In a typical compartment fire, fuel is present through compartment contents such as furnishings. Traditional compartments constructed from non-combustible materials will achieve burnout after the compartment contents have been consumed. In compartments with combustible construction, such as cross-laminated timber, the combustible linings will ignite, and under certain conditions, may continue to burn long after the compartment contents have been consumed, creating an additional fire risk.
This risk can be quantified through testing for conditions under which sustained burning will occur on multiple scales.

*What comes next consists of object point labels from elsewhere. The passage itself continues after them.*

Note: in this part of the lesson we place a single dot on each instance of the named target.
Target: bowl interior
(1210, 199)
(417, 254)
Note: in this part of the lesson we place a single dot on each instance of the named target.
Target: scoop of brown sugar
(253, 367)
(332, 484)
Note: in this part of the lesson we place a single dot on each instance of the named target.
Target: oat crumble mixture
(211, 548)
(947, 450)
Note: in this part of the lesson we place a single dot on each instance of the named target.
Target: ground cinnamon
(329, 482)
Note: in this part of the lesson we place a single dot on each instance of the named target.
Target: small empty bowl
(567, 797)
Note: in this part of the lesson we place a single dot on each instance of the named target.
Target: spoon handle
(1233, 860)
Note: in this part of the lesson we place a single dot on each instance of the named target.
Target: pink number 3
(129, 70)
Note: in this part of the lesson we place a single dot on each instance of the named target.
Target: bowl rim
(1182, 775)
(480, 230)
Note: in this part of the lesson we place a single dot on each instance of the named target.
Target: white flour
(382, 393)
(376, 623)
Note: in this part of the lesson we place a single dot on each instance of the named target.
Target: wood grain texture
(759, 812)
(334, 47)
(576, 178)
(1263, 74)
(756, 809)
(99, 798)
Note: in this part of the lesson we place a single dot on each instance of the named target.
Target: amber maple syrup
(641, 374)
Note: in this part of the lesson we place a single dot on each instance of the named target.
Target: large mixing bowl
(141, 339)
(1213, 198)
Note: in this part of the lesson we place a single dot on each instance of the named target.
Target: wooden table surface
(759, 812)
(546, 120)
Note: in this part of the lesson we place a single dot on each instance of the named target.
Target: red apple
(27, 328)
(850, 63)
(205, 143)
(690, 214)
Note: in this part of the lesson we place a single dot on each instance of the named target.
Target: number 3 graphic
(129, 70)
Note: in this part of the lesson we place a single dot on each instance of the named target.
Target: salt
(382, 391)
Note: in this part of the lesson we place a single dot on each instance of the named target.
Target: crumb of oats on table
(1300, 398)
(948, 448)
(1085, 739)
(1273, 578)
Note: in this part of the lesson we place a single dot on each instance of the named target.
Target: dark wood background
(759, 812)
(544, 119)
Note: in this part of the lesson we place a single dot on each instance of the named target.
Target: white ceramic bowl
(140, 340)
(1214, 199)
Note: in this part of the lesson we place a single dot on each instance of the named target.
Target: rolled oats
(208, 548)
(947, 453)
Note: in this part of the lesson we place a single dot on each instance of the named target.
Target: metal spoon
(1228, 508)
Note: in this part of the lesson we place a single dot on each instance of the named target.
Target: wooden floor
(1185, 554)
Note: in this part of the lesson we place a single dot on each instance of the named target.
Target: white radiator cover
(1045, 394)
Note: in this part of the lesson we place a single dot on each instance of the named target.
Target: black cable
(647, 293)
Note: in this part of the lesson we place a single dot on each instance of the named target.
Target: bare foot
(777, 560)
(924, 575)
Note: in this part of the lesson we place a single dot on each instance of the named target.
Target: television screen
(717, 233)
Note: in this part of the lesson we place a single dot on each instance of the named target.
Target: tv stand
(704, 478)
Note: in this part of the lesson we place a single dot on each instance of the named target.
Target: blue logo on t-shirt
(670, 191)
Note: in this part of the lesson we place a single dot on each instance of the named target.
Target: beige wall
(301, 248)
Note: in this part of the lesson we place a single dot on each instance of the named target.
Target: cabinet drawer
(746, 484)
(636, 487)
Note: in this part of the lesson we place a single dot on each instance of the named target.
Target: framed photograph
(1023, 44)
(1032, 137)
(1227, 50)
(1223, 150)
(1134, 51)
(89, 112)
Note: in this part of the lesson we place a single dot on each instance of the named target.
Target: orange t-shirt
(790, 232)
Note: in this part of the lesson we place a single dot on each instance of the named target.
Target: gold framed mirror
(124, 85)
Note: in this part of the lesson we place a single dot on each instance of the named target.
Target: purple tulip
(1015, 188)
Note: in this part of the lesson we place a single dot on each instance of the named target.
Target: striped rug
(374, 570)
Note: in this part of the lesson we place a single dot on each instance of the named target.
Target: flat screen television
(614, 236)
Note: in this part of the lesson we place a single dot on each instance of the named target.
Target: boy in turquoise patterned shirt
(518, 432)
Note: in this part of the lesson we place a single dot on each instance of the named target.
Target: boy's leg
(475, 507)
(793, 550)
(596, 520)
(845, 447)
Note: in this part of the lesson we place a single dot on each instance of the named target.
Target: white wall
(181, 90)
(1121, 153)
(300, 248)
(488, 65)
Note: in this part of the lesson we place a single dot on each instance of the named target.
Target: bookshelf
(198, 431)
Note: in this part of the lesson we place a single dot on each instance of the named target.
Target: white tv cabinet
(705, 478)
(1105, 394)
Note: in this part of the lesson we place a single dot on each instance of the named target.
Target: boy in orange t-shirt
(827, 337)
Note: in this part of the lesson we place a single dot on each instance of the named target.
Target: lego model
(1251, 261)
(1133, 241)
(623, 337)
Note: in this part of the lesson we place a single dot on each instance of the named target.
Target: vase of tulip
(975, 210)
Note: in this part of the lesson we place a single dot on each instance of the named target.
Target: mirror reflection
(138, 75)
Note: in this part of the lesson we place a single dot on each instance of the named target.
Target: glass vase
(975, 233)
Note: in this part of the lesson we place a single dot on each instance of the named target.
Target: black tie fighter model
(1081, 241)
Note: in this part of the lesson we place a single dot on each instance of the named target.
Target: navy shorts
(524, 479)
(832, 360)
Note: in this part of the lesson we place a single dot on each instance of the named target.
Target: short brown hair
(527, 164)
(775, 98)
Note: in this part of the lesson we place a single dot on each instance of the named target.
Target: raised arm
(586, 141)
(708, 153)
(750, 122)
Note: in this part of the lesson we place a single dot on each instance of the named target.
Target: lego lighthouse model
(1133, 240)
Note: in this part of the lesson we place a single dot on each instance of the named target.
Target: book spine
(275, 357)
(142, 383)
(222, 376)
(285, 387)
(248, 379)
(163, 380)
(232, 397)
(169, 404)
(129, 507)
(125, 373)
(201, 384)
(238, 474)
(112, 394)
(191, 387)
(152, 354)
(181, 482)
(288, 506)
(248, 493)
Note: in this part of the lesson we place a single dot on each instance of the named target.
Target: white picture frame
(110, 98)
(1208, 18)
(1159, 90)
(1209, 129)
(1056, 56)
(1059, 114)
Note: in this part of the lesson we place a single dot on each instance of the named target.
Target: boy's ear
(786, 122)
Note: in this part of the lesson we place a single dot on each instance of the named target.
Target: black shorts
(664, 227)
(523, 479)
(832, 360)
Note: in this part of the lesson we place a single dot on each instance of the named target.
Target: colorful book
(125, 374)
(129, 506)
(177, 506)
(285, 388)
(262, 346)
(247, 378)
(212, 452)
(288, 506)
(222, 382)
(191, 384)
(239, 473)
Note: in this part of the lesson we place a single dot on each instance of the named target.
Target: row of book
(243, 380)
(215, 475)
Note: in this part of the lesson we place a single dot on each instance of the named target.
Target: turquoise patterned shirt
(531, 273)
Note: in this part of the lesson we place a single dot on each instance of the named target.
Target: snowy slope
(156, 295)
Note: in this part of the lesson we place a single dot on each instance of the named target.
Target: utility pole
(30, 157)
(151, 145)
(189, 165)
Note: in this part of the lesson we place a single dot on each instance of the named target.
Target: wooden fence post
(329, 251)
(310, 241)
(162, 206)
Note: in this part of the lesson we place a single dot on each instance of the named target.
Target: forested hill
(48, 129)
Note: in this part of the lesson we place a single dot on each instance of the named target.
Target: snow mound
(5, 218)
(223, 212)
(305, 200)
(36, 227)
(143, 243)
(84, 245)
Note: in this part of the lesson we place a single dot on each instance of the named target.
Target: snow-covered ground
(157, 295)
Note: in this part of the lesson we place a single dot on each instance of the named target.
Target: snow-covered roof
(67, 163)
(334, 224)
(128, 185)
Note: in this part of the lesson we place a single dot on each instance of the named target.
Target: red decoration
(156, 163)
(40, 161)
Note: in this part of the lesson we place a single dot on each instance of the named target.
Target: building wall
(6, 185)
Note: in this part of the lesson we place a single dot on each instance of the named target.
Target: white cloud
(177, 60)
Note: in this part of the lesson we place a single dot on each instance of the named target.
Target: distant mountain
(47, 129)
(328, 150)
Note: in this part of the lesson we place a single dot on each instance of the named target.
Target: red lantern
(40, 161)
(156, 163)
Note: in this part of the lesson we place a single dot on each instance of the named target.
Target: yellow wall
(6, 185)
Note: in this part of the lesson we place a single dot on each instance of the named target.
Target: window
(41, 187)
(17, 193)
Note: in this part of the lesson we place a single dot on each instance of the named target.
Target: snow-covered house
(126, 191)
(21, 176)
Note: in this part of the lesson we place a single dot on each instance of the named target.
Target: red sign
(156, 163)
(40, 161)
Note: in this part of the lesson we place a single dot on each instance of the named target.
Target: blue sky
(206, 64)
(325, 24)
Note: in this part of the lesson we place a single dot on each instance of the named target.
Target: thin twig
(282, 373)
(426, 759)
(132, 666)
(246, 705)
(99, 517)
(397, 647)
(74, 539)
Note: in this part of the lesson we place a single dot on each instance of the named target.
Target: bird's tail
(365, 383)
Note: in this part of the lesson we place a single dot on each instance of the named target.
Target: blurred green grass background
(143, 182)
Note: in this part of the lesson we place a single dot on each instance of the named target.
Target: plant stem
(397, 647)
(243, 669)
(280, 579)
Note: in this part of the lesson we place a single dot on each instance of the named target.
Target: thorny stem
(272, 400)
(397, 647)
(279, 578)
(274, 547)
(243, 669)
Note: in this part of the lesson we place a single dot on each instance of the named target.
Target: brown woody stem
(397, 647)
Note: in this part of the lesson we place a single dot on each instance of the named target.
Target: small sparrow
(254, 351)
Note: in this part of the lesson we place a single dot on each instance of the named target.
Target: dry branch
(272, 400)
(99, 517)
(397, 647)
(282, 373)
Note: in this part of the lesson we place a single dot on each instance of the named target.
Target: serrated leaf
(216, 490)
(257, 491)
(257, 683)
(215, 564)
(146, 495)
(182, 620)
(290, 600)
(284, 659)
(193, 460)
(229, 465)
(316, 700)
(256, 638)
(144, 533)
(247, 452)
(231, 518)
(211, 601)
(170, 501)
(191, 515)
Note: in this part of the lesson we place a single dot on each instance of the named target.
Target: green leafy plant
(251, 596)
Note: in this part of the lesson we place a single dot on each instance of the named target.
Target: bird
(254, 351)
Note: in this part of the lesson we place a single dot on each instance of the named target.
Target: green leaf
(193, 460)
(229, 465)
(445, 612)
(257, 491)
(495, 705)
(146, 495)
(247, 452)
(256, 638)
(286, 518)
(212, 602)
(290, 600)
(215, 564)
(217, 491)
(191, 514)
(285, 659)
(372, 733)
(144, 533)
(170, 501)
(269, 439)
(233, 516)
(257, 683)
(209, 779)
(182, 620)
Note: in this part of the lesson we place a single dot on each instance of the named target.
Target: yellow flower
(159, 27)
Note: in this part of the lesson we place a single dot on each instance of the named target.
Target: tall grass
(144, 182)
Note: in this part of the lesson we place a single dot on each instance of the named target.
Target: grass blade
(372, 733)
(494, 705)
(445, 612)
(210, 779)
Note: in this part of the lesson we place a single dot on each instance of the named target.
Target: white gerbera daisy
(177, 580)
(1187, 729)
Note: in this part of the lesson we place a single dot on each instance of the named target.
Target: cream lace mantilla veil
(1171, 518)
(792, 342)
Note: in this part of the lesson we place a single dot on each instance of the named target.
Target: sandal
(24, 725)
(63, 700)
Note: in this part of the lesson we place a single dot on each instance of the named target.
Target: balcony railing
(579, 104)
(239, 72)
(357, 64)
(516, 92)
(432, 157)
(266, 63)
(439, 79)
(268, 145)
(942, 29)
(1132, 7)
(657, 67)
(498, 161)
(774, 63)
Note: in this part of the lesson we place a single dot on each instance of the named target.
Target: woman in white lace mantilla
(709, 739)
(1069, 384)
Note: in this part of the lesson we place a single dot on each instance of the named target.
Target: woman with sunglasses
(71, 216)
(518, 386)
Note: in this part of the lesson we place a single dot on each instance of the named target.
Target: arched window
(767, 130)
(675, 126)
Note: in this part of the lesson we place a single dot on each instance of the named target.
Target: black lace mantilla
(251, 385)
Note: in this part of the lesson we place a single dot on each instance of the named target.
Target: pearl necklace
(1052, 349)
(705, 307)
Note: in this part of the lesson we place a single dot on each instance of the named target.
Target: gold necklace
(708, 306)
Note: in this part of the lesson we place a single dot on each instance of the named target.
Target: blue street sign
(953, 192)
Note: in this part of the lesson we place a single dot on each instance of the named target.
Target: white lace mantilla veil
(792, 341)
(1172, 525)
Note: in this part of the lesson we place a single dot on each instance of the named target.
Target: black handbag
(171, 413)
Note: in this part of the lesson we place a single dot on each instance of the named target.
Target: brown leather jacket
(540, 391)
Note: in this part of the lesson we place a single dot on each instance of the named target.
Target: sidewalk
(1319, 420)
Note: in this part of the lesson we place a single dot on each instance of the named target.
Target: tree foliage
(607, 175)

This project has utilised bench-scale experimentation in the FPA to determine fundamental material parameters necessary to achieve auto-extinction. A heat transfer-based analytical approach has been developed in parallel to predict the burning behaviour based on well-defined boundary conditions.
Subsequent full-scale experiments undertaken in the BRE burn hall have demonstrated that this approach is valid for predicting auto-extinction of exposed cross-laminated timber surfaces within a compartment. Data from these experiments also allow exploration of charring rates of engineered timber in “real” fires, and subsequent consequences for load-bearing capacity; changes in compartment fire dynamics due to combustible linings; and the impact of external fire spread to adjacent structures. Alastair Bartlett’s PhD is supported by Arup and EPSRC through CASE Studentship 14220013, with generous additional funding for the full-scale compartment fire experiments from Arup.